I was half awake to bring in the new year last night. Another batch of teeth are surfacing in Ben's mouth so sleep has been in limited increments around here. Though my super awesome husband let me sleep in till 9am today and for that I was incredibly thankful. In what moments I was awake last night, my husband and I discussed the questions posted by Danielle Bean on F&F Live. They are really good evaluation questions if you don't feel its too late to do a year end evaluation.

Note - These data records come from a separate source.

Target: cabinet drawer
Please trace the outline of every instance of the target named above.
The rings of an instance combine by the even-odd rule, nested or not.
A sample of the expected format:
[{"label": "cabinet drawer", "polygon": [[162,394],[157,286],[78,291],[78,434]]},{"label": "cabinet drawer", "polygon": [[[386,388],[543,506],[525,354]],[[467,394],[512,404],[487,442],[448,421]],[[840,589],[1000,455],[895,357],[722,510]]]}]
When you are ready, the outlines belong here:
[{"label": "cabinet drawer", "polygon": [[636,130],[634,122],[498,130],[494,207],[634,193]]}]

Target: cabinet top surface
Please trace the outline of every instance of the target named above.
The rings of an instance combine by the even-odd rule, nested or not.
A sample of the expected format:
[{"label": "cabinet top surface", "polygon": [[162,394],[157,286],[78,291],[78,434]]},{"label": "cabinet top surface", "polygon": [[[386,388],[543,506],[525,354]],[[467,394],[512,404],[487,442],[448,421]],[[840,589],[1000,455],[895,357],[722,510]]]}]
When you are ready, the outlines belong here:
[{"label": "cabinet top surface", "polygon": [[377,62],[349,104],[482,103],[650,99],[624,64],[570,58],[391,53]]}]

From these questions, it seemed to be a theme for me to figure out what it means to be a Kiera outside of school. I know a big part of that is being a wife and a mama, but what defines me as me is another story. I have been a student since I was 4 and now at 27, its hard to imagine a school-less life. Oddly, up to this point is been I want to get this part of my life done, I need this to be over. And now that its here its surreal. Its almost like you try a while to have a baby, and then you get pregnant and then the baby is born and you are like woah how did I get here. It's surreal that I actually made it through, but at the same time I have to figure out what this new stage of life entails for me. I know that I don't want a full time job, but what kind of work do I want, or would I rather volunteer instead of work for pay? Do I want to do something in my field or something completely unrelated?
So, I hope to figure out what it means to me in this post-school stage of life. If you want to send a prayer this way as this chapter of my life unfolds, it would be appreciated.
I hope everyone has a great and blessed 2011!